Today we’re keeping the series rolling, moving on to a prospect everyone in Braves Country is super excited about, left-handed pitcher Tucker Davidson.
Check out the site’s updated Top 30 list as well as my post on the organization’s potential under-the-radar prospects for 2021. Also catch up on our profile series if you’ve missed the latest write-ups.
- 2021 Braves Top 30 Prospect Rankings
- Potential risers and under-the-radar prospects for 2021
- Braves 2021 Prospect Profile: No. 9 Michael Harris
- Braves 2021 Prospect Profile: No. 26 Tyler Owens
- Braves 2021 Prospect Profile: No. 12 Bryce Ball
#8. Tucker Davidson, LHP
- 6’2″, 215 lbs.
- 19th RD / 2016 MLB Draft
Without a minor league season last year to build off his incredible 2019, Davidson has to be anxious to pitch a full season after settling for just one start in 2020 (his MLB debut versus the Red Sox, which featured just 1.2 innings). The rough outing against Boston isn’t cause for any concern of course, but Davidson would’ve loved to enter the current offseason like he did a year ago, when he ranked 5th on our 2020 Braves prospect list.

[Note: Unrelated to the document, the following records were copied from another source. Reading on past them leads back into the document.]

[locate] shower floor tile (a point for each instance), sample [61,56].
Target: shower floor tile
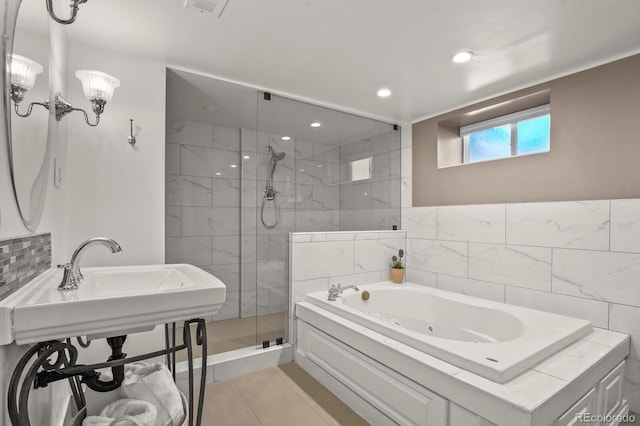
[236,333]
[283,395]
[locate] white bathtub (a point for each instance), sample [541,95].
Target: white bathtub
[491,339]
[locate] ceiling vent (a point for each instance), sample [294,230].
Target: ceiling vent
[214,7]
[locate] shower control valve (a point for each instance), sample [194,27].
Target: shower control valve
[270,193]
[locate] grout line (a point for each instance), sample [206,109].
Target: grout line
[609,248]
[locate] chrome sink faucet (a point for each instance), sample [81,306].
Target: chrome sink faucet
[335,291]
[72,274]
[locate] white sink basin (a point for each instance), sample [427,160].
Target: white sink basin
[110,301]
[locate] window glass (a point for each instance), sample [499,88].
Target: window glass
[534,135]
[520,133]
[490,144]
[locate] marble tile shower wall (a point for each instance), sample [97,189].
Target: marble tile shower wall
[206,226]
[575,258]
[202,197]
[317,200]
[374,203]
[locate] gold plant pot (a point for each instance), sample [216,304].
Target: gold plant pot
[397,275]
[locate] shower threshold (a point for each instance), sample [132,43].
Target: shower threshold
[238,333]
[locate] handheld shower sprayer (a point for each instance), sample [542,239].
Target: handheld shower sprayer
[270,192]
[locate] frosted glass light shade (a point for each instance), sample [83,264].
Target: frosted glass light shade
[24,71]
[97,85]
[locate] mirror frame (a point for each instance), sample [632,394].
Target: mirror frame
[30,219]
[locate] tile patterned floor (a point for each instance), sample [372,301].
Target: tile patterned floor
[278,396]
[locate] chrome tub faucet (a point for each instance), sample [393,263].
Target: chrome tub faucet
[72,274]
[335,291]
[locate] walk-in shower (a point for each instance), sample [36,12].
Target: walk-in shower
[247,170]
[269,194]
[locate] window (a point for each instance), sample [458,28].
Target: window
[521,133]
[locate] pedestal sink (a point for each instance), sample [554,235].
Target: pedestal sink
[109,301]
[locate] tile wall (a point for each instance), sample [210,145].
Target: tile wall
[374,203]
[322,259]
[202,212]
[575,258]
[214,210]
[21,260]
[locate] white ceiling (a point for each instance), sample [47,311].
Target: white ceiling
[193,97]
[339,53]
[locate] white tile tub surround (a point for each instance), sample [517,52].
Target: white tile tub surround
[520,266]
[318,260]
[445,257]
[625,225]
[577,258]
[608,276]
[570,224]
[481,223]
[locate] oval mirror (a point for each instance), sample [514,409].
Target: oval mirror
[28,143]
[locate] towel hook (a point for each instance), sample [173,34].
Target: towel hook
[131,139]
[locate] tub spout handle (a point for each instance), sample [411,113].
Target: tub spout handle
[335,291]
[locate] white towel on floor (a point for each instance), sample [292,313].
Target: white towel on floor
[154,383]
[124,412]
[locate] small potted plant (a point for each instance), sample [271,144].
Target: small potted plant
[397,268]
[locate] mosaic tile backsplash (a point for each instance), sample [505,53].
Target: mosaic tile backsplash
[21,260]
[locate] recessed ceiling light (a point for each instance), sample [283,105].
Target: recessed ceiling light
[462,57]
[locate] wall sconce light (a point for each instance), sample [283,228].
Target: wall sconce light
[97,86]
[75,5]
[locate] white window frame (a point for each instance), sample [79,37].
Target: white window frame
[510,119]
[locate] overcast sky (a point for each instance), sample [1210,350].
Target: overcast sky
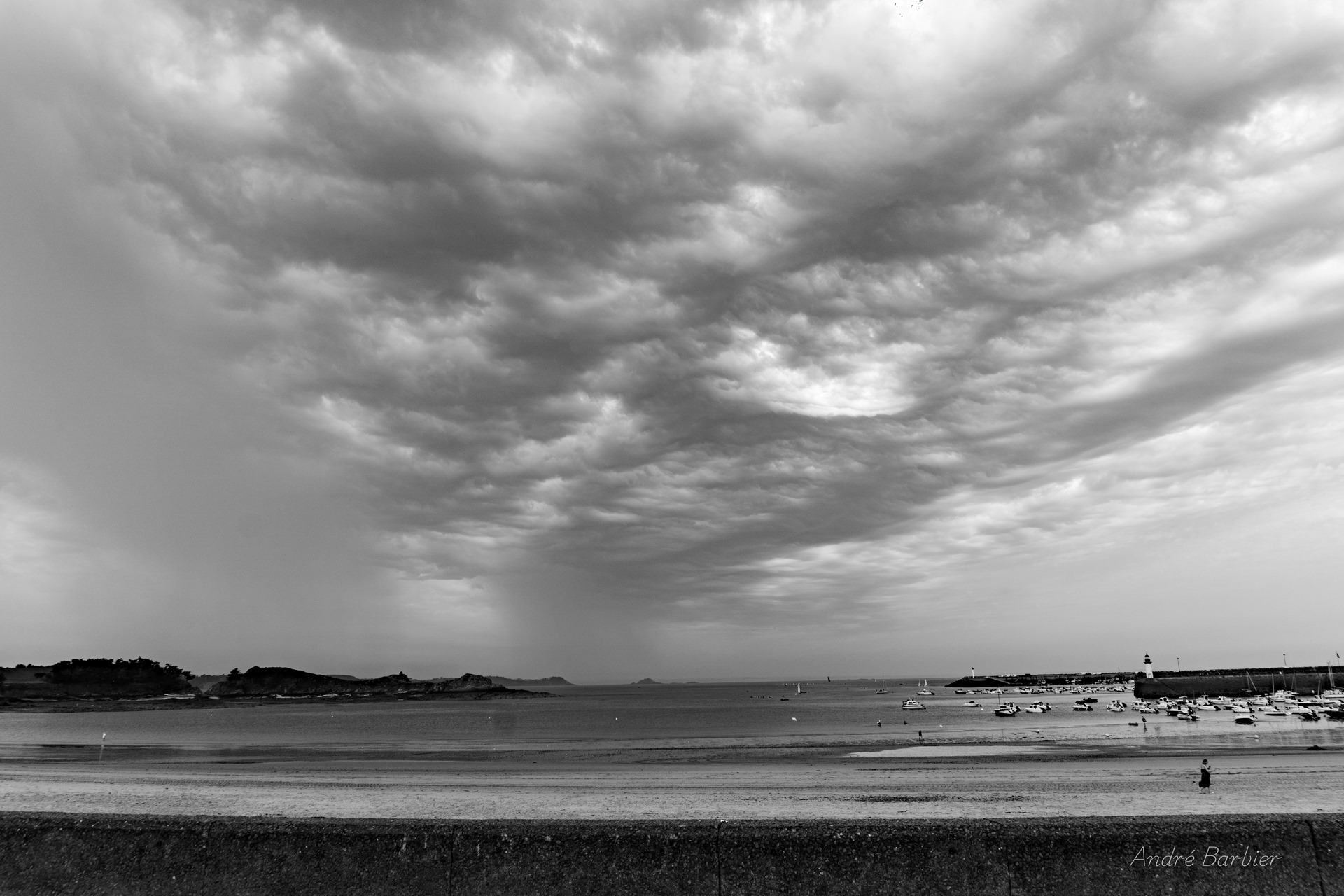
[682,340]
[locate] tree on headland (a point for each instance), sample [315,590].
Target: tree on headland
[120,676]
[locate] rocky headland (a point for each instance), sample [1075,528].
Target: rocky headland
[77,685]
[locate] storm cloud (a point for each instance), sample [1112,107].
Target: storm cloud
[652,326]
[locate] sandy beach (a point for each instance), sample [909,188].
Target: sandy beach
[921,782]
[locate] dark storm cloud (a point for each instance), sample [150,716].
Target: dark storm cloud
[710,300]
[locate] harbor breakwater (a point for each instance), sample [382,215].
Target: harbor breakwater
[158,855]
[1234,682]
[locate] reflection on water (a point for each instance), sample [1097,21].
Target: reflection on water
[671,715]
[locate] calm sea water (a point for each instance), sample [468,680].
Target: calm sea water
[704,715]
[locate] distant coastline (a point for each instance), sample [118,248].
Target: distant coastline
[554,681]
[84,685]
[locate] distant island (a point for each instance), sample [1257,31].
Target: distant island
[146,684]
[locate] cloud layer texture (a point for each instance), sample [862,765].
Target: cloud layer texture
[745,311]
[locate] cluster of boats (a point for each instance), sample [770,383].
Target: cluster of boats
[1281,704]
[1054,690]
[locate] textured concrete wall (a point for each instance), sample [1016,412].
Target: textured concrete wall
[140,855]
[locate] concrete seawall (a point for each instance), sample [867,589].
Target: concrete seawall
[1187,855]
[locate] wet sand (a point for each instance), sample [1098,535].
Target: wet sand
[787,783]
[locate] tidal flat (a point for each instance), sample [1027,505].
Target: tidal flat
[696,752]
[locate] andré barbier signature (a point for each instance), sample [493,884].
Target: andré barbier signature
[1212,858]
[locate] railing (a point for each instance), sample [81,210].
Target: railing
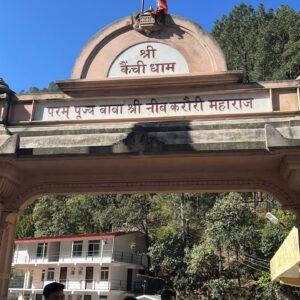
[119,285]
[131,258]
[16,283]
[107,256]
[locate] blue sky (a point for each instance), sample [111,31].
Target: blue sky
[40,39]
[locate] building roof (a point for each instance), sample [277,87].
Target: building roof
[148,297]
[75,237]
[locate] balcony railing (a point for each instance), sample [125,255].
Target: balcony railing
[16,283]
[107,256]
[72,285]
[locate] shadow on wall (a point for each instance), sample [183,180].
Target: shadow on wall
[151,138]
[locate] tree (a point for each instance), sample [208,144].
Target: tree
[230,226]
[50,217]
[264,45]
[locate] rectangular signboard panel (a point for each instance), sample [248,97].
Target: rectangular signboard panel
[153,108]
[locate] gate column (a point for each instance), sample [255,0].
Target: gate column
[8,221]
[9,184]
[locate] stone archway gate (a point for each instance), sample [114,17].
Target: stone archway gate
[147,113]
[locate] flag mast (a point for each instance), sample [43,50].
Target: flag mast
[143,6]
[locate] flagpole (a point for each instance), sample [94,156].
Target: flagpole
[143,6]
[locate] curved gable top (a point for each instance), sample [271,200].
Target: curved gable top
[181,41]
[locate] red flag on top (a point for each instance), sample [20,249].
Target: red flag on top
[162,6]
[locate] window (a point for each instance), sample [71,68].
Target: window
[50,274]
[104,274]
[77,248]
[42,250]
[94,248]
[43,275]
[26,296]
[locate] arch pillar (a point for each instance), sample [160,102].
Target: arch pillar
[8,222]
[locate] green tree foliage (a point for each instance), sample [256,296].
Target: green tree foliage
[50,217]
[264,45]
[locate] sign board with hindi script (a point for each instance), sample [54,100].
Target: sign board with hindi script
[153,108]
[148,59]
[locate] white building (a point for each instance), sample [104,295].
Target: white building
[92,267]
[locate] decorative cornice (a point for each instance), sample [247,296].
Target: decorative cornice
[140,84]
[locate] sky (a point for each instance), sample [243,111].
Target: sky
[41,39]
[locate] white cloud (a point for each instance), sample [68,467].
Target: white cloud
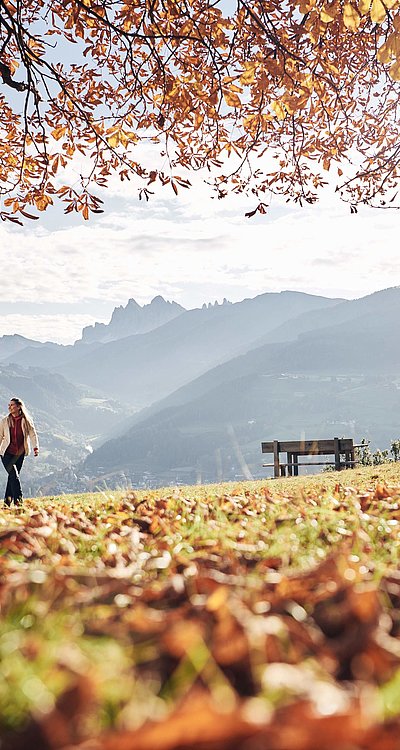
[191,249]
[63,329]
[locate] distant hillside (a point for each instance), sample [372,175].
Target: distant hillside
[339,380]
[143,368]
[10,345]
[133,319]
[125,321]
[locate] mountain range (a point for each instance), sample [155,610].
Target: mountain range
[190,394]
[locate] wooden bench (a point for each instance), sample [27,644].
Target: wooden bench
[343,450]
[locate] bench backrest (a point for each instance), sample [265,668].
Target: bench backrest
[309,447]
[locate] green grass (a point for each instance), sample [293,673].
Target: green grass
[136,598]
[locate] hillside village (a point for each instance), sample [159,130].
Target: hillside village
[163,395]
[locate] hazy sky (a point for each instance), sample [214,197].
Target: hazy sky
[60,275]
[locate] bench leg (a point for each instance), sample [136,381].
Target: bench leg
[276,459]
[337,453]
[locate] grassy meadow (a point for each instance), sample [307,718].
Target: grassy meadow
[246,615]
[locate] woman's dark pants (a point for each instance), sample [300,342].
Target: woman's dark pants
[12,465]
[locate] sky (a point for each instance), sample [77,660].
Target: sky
[61,274]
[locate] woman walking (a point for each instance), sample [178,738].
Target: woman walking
[16,430]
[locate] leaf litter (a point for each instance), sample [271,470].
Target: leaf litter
[251,619]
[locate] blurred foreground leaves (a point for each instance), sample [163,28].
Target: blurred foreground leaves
[244,620]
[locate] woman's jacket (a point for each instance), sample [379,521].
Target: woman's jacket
[27,428]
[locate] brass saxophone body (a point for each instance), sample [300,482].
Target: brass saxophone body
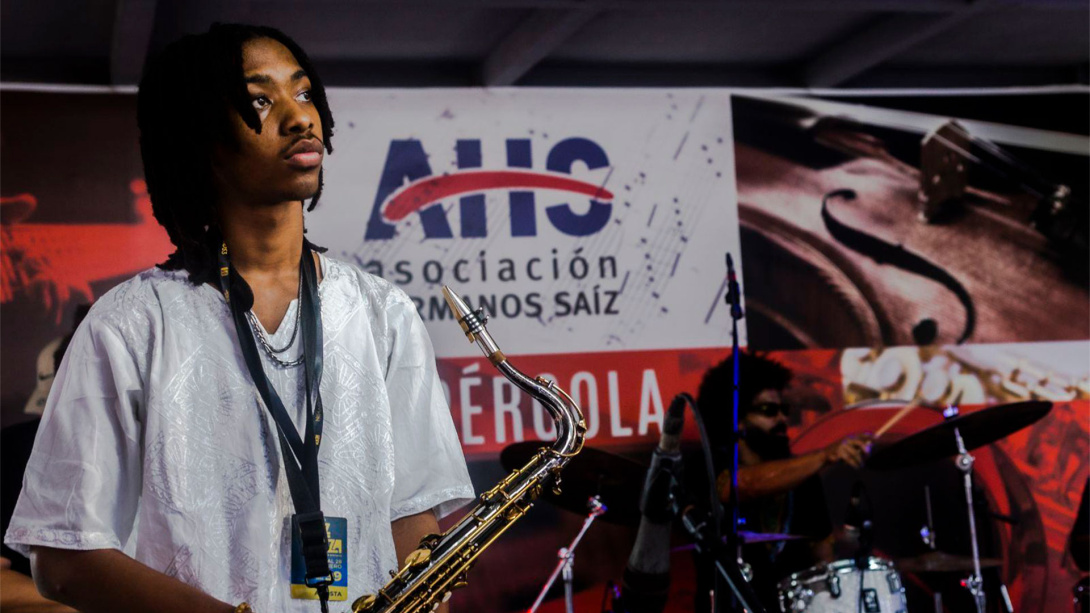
[440,564]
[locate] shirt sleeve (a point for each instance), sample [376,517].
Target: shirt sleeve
[428,467]
[82,481]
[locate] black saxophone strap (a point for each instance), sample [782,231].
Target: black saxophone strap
[300,453]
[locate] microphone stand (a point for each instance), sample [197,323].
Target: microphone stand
[567,555]
[734,299]
[728,577]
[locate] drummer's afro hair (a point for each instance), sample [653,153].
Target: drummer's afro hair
[715,399]
[183,109]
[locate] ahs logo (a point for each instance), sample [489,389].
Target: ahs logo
[424,193]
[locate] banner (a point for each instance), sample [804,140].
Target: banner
[891,247]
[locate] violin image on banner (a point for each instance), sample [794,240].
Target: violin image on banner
[886,228]
[441,562]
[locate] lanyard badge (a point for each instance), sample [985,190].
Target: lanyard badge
[312,533]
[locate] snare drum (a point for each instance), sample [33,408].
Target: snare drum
[843,588]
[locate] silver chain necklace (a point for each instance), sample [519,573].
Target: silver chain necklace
[263,338]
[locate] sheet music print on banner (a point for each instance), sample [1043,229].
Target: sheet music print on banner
[592,224]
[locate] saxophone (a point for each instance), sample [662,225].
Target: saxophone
[440,563]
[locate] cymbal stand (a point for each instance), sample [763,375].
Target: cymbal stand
[567,555]
[975,583]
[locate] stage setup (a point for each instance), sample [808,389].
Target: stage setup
[704,349]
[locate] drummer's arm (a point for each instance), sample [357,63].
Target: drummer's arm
[771,478]
[776,477]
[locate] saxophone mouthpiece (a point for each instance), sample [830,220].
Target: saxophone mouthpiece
[460,310]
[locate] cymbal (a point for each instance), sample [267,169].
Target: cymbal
[942,562]
[767,537]
[617,480]
[750,538]
[978,429]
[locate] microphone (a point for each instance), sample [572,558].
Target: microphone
[860,519]
[646,576]
[734,295]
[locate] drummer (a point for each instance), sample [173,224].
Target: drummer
[778,492]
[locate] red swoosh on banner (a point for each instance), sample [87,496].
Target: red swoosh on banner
[426,191]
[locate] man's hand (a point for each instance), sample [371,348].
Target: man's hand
[851,451]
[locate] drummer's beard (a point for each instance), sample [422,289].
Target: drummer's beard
[770,445]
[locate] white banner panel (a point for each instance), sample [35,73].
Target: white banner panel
[586,220]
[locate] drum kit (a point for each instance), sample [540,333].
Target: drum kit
[603,485]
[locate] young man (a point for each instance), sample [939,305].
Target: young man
[777,492]
[161,478]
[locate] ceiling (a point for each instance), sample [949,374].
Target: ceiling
[610,43]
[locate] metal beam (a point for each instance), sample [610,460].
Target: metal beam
[531,41]
[132,33]
[882,40]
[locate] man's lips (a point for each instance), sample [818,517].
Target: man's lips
[304,154]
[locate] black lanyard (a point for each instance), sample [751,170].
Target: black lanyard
[300,453]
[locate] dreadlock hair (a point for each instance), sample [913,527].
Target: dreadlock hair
[715,397]
[203,74]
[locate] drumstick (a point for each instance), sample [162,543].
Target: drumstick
[897,417]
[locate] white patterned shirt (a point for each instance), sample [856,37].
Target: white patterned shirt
[155,441]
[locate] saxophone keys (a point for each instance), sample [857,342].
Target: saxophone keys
[419,557]
[364,603]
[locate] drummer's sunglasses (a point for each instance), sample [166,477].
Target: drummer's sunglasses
[770,409]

It’s essentially a toss up between Davidson and fellow lefty Kyle Muller, as depending on their performance to start the season either one could earn the title of Braves Best Left-handed Prospect Pitcher. For now we have Tuck just behind Muller, but just know that both rankings are subject to change as the 2021 campaign progresses.
What has Davidson done so far?
Davidson was part of Atlanta’s loaded 2016 class, selected in the 19th round in a draft that featured the organization’s current top pitching prospect, righty Ian Anderson. Initially, the Braves saw more reliever than starter, in regards to Davidson, as the 20-year-old began his pro career in the Gulf Coast League by making 10 relief appearances and just one start. Regardless, the results were strong. Davidson struck out 32 batters in 29.2 innings (9.7 K/9) during his rookie ball stint in 2016 (good for a 1.52 ERA), earning a promotion to Single-A Rome the next season.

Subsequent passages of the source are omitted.